[BUG] [Python DSL] BlockScaledMmaOp restricts FP4 operations to sm_100a only, blocks sm_120/sm_121
Which component has the problem?
CuTe DSL
Bug Report
Bug Report
Summary
CUTLASS 4.2+ added SM120 and SM121 kernel support for Blackwell GeForce (RTX 50-series) and DGX Spark (GB10) GPUs according to the https://docs.nvidia.com/cutlass/4.2.1/CHANGELOG.html, but the Python DSL BlockScaledMmaOp class restricts FP4 operations to sm_100a only, preventing use on sm_120 and sm_121 hardware.
Environment
- Hardware: NVIDIA DGX Spark GB10 (Compute Capability 12.1, sm_121)
- Package: nvidia-cutlass-dsl version 4.3.0 (latest from PyPI)
- Python: 3.13
- CUDA: 13.0.1
- PyTorch: 2.10.0.dev20251118+cu130
Bug Location
File: python/CuTeDSL/cutlass/cute/nvgpu/tcgen05/mma.py Class: BlockScaledMmaOp Lines: 303-305
@dataclass(frozen=True) class BlockScaledMmaOp(Tcgen05MmaOp): # ... other fields ...
admissible_archs = [
Arch.sm_100a, # ← Only sm_100a allowed
]
def __post_init__(self) -> None:
arch = CuTeDSL._get_dsl().get_arch_enum()
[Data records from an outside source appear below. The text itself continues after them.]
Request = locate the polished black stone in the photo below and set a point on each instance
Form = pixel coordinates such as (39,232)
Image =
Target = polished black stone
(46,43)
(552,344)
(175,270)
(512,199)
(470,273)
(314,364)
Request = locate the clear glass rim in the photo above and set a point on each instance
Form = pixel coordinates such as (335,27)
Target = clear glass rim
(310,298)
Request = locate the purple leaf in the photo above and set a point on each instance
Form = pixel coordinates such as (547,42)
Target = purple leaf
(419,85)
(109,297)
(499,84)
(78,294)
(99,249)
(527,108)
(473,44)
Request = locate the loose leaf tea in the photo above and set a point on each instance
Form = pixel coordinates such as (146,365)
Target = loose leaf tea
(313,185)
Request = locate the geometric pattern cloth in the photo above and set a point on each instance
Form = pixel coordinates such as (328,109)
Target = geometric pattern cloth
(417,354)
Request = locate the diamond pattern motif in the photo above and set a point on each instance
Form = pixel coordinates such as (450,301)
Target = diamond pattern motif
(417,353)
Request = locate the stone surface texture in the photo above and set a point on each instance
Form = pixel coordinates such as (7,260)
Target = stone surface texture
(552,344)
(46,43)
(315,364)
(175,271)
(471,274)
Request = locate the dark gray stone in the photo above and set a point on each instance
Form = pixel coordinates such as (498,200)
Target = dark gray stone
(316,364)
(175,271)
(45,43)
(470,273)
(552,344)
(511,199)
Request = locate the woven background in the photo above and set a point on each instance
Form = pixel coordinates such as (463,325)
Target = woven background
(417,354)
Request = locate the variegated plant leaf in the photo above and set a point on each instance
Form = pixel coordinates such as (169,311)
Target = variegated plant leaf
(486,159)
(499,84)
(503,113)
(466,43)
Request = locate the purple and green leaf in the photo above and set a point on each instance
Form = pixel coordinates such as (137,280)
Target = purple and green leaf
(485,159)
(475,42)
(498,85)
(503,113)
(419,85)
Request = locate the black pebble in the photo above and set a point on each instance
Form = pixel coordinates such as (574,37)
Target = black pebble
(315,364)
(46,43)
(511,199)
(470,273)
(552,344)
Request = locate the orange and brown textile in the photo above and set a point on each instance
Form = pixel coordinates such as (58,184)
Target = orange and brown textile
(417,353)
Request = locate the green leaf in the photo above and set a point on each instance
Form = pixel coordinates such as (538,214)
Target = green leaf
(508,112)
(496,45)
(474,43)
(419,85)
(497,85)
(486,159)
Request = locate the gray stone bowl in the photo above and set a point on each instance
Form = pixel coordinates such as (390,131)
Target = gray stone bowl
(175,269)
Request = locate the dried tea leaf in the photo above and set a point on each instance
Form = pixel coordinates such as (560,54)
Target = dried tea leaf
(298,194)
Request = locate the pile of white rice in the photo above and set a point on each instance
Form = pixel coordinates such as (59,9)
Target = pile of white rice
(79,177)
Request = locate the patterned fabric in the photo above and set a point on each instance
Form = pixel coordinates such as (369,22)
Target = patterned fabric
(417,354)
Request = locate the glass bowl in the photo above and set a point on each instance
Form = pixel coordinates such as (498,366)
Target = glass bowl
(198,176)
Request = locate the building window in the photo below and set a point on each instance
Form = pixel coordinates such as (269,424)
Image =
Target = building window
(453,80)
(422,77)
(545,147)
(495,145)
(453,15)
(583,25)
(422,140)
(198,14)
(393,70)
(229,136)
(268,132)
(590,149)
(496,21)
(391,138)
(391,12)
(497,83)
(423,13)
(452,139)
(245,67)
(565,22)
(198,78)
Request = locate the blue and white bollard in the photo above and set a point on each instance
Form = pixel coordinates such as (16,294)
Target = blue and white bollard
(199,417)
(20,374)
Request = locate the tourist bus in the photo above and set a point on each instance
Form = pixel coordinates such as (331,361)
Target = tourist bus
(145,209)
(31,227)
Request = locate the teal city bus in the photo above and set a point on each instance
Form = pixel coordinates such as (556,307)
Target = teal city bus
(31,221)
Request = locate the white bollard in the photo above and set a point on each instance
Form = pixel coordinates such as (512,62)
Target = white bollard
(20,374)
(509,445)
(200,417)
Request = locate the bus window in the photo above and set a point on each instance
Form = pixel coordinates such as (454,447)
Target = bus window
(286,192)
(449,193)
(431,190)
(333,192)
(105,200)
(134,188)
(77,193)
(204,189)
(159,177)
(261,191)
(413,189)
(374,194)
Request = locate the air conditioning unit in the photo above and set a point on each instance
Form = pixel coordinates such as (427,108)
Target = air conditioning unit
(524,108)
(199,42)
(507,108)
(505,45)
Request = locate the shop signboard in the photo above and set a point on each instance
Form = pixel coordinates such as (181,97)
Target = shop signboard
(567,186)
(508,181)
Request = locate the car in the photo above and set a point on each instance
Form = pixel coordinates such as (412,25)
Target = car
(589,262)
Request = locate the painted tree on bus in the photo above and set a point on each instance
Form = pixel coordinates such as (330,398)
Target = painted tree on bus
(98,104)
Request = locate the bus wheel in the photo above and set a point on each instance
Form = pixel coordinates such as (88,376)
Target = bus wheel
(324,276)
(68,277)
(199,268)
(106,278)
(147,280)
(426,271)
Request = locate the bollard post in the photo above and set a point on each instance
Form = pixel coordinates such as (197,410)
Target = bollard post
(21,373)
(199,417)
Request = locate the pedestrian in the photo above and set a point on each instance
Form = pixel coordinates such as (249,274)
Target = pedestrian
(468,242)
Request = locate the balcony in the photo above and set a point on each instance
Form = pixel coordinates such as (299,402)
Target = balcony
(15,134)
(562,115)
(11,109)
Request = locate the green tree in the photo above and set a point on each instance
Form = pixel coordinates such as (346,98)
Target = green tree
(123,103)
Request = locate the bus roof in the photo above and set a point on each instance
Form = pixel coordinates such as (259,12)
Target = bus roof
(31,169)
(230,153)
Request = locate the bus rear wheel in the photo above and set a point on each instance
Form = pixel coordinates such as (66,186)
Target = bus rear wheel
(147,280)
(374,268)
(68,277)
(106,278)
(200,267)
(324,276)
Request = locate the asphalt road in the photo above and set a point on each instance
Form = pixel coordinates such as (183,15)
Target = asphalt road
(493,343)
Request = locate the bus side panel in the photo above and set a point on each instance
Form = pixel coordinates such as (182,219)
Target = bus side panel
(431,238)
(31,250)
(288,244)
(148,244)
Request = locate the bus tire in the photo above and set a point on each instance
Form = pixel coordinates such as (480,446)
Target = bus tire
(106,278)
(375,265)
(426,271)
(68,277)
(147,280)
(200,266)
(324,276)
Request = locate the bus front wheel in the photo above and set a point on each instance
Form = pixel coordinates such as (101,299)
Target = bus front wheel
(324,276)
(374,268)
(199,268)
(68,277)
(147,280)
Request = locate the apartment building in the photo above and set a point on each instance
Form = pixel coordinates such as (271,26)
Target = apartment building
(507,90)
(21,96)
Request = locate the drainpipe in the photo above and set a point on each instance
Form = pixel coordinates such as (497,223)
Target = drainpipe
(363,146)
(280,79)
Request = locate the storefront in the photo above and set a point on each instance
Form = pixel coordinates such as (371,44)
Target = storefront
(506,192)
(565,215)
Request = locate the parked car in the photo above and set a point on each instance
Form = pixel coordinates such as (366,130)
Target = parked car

if arch not in self.admissible_archs:
raise OpError(
self,
f"expects arch to be one of {self.admissible_archs}, but got {arch}",
suggestion="Ensure env CUTE_DSL_ARCH matches your GPU architecture",
)
Reproduction
Minimal Test Case
from cutlass.cute.nvgpu.tcgen05 import MmaMXF4NVF4Op from cutlass import Float8E8M0FNU, Arch from cutlass.cute.nvgpu.tcgen05 import CtaGroup, OperandSource
On sm_121 (GB10) or sm_120 (RTX 5090) hardware:
mma_op = MmaMXF4NVF4Op( sf_dtype=Float8E8M0FNU, instruction_shape=(16, 16, 64), cta_group=CtaGroup.ONE, a_src=OperandSource.TMEM )
Error Output
OpError: expects arch to be one of [Arch.sm_100a], but got Arch.sm_121a
Traceback (most recent call last):
File "test_fp4.py", line 6, in
Expected Behavior
Based on CUTLASS 4.2 changelog: "Support for Blackwell SM121 kernels for DGX Spark GPUs. Share the major codes with Blackwell SM120 kernels."
The Python DSL should allow FP4 operations on sm_120 (RTX 5090) and sm_121 (GB10) architectures, consistent with C++ API support.
Proposed Fix
admissible_archs = [ Arch.sm_100a, # B200/B100 datacenter Blackwell Arch.sm_120a, # RTX 5090 GeForce Blackwell (compute 12.0) Arch.sm_121a, # GB10 DGX Spark Blackwell (compute 12.1) ]
Validation
- ✅ Hardware verified: GB10 has 5th-generation Tensor Cores with FP4 support (1 PFLOPS peak)
- ✅ C++ API works: vLLM successfully uses CUTLASS FP4 on sm_120 via C++ API (https://github.com/vllm-project/vllm/pull/21309)
- ✅ Patch tested: Applying the proposed fix eliminates the architecture error on GB10
- ⚠️ Kernel availability: Pre-compiled sm_121 kernels may still be unavailable (separate issue)
Impact
Affected Users:
- ❌ All RTX 5090 users (sm_120)
- ❌ All DGX Spark GB10 users (sm_121)
- ❌ Potentially RTX 5080/5070/5060 users (also sm_120)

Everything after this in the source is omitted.